The BLUEPRINT Project is a high impact FP7 aiming to produce a blueprint of haemopoetic epigenomes. Our goal is to apply highly sophisticated functional genomics analysis on a clearly defined set of primarily human samples from healthy and diseased individuals, and to provide at least 100 reference epigenomes to the scientific community. This resource-generating activity will be complemented by research into blood-based diseases, including common leukaemias and autoimmune disease (Type 1 Diabetes), by discovery and validation of epigenetic markers for diagnostic use and by epigenetic target identification.This may eventually lead to the development of novel and more individualised medical treatments.

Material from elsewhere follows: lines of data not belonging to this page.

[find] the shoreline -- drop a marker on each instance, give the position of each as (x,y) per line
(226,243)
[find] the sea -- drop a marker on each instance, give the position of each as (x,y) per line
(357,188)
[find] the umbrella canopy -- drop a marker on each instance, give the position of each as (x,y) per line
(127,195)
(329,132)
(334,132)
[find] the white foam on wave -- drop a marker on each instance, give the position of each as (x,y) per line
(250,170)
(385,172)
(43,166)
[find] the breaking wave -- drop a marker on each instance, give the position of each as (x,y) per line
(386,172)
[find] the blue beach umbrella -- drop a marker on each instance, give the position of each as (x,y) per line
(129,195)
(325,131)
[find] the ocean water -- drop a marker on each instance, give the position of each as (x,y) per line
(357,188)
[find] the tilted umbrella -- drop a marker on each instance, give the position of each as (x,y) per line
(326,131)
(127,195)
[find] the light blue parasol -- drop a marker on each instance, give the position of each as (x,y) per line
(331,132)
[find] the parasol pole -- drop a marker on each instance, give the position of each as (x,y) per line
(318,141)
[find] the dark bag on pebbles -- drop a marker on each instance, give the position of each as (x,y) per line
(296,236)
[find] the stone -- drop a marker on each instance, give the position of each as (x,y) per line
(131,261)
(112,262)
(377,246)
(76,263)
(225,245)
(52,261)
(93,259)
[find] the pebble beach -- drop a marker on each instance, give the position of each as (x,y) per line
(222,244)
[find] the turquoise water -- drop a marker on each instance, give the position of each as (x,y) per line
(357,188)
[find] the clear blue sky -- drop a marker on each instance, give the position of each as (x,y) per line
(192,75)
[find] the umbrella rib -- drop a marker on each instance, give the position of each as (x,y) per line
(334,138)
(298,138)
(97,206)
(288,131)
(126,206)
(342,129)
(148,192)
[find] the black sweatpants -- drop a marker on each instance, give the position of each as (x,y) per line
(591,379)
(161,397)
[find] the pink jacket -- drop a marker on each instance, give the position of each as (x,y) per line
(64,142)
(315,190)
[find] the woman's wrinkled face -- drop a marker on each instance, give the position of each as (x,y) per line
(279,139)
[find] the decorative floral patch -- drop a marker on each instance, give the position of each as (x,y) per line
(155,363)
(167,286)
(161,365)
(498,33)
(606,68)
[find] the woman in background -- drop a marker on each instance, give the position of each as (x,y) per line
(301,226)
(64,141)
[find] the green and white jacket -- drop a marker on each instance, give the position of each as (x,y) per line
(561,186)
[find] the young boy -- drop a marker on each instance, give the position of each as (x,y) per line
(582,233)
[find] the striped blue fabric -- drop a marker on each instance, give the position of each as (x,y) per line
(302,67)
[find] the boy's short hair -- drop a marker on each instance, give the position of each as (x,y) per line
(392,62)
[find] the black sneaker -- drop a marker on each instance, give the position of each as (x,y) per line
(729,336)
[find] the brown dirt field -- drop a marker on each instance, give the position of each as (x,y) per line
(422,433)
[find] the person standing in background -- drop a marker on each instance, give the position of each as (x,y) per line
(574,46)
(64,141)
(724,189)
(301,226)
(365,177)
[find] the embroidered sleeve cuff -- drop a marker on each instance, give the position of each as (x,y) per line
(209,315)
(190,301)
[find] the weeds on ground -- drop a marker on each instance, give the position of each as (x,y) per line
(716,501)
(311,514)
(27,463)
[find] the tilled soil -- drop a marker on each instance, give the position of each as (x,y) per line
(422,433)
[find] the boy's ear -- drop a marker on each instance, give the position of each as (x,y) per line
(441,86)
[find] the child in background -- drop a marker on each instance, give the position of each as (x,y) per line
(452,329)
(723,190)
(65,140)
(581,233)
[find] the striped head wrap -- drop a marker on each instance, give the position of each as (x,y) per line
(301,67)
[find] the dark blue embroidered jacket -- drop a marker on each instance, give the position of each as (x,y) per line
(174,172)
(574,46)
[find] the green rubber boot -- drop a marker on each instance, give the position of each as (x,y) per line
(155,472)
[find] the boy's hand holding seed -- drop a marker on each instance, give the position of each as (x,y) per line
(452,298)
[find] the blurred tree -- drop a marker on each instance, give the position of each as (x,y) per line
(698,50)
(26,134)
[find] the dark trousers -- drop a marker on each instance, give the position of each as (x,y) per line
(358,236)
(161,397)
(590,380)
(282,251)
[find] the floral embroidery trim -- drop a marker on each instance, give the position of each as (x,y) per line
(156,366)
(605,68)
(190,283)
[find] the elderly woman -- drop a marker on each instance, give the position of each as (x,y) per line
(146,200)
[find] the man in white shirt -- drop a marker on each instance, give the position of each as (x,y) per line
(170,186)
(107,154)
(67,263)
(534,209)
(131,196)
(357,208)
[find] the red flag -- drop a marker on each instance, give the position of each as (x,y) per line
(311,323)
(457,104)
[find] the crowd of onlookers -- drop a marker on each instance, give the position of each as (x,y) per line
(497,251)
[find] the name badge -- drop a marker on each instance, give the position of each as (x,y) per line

The Blueprint consortium expects this data to be valuable to other researchers. In keeping with Fort Lauderdale principles, data users may use the data for many studies, but are expected to allow the data producers to make the first presentations and to publish the first paper with global analyses of the data. Our full data reuse statement can be found on our website.
|Raw data||Data archives (EGA & ENA)|
|Processed data||FTP site|
|Genome browser||Genomatix browser|
|BLUEPRINT Track Hub on the UCSC browser|
|BLUEPRINT Track Hub on the Ensembl browser|
The majority of samples sequenced by Blueprint are consented for release via a managed access system. To facilitate this we have archived the data in the EGA. Users can apply to download data. The process for this can be found on our DAC applications page. Data for samples that do not require managed access have been archived with the ENA. In each case, links to the raw data can be found through the experiment grid.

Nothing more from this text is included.